Certo, va da sé che lo si debba fare durante l’adorazione eucaristica e nelle celebrazioni a carattere penitenziale: si sta in ginocchio per supplicare ardentemente Dio e adorarlo come creature al loro Creatore: «Poiché egli stesso è presente nell’eucaristia, questa ha sempre, di per se stessa, implicato l’adorazione. Benché nella sua grande forma solenne essa sia stata sviluppata solo nel medioevo, non si trattò né di un cambiamento né di un decadimento, né di alcuna altra cosa, ma solo dell’emergere fino in fondo di ciò che è presente» (4).

Chi guarda oggi con attenzione e affezione alla messa di san Gregorio, non è in preda a inguaribile nostalgia -in gran parte sono i giovani a richiederla e promuoverla- perché non ha conosciuto tale messa in quanto è semplicemente nato tra gli anni '80 e '90: al massimo ha trent’anni. Osservate che tutti i siti su tale messa non possono essere che in gran parte attrezzati da giovani. Invece è in preda a nostalgia chi, pur ammettendo che l'antico rituale aveva il suo fascino, rifiuta quella messa, infliggendo a se stesso una punizione, odiando una parte della sua vita.

Non è vero che i giovani che oggi promuovono la forma straordinaria non abbiano accettato la riforma liturgica, perché sono nati dopo il concilio: semmai si interrogano se essa prevedesse certe cose come l'abolizione del latino o la comunione in piedi; poi leggono la costituzione liturgica e constatano che non le ha prescritte.

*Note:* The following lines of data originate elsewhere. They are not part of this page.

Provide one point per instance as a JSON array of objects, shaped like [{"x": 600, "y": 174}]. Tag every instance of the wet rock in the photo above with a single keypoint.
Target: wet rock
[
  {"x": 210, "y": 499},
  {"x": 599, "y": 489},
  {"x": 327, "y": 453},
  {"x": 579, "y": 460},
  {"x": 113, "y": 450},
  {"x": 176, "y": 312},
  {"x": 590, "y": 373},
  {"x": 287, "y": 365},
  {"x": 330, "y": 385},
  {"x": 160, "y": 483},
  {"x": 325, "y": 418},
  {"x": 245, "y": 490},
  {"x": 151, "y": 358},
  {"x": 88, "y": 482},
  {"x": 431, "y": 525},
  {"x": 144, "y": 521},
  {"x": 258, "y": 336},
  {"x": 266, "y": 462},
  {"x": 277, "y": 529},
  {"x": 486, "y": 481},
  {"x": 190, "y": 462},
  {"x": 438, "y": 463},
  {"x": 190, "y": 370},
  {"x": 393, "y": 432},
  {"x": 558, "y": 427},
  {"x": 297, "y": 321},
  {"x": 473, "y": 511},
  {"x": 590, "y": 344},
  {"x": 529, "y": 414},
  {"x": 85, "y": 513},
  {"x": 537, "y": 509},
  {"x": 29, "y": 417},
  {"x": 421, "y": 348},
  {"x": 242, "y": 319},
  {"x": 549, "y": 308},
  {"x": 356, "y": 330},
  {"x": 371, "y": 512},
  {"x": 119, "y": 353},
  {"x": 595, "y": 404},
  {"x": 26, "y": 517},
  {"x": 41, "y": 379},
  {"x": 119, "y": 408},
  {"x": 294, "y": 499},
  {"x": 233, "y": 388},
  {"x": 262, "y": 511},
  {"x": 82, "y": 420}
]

Ma i progressisti non demordono e osservano che la Chiesa si è sempre rivolta a Dio con le parole di tutti i giorni: in realtà, chi conosce la storia sa che queste sono state rivolte nella lingua ufficiale del tempo, prima il greco, poi il latino, senza disdegnare quelle dei popoli da evangelizzare; ha custodito le più significative usate dai profeti, da Gesù e dagli Apostoli (amen, alleluia, osanna) incastonandole in modo che l'usura del tempo non ne cambiasse il significato.

La Chiesa prega con le parole di Cristo e non della gente. Le parole divine sono le formule e le preghiere della messa: esse sono sacre perché dette da Gesù (Prendete e mangiate, Padre nostro, La pace sia con voi): pertanto «il presbitero […] deve servire Dio e il popolo con dignità e umiltà, e, nel modo di comportarsi e di pronunziare le parole divine […] deve far percepire ai Fedeli la presenza viva di Cristo» (OGMR 93). Ciò vale innanzitutto per il vescovo.

Ora

La messa si celebra o in lingua latina o in altra lingua, purché si faccia ricorso a testi liturgici approvati a norma del diritto. Salvo le celebrazioni della messa che devono essere svolte nella lingua del popolo secondo gli orari e i tempi stabiliti dall'autorità ecclesiastica, è consentito sempre e ovunque ai sacerdoti celebrate in latino (RS 112).

Joseph Ratzinger osserva: «In generale io penso che tradurre la liturgia nelle lingue parlate sia stata una cosa buona, perché dobbiamo capirla, dobbiamo prendervi anche con il nostro pensiero, ma una presenza più marcata di alcuni elementi latini aiuterebbe a dare una dimensione universale, a far sì che in tutte le parti del
mondo si possa dire: io sono nella stessa Chiesa».


2) SAN CIPRIANO, Trattato sul Padre nostro, 4; CSEL 3, 268.
3) M. MOSEBACH, Eresia dell'in/orme, cit., p. 235.
4) J. RATZINGER, Il Dio vicino. L'Eucaristia cuore della vita cristiana, San Paolo, Cinisello Balsamo 2003, p. 119.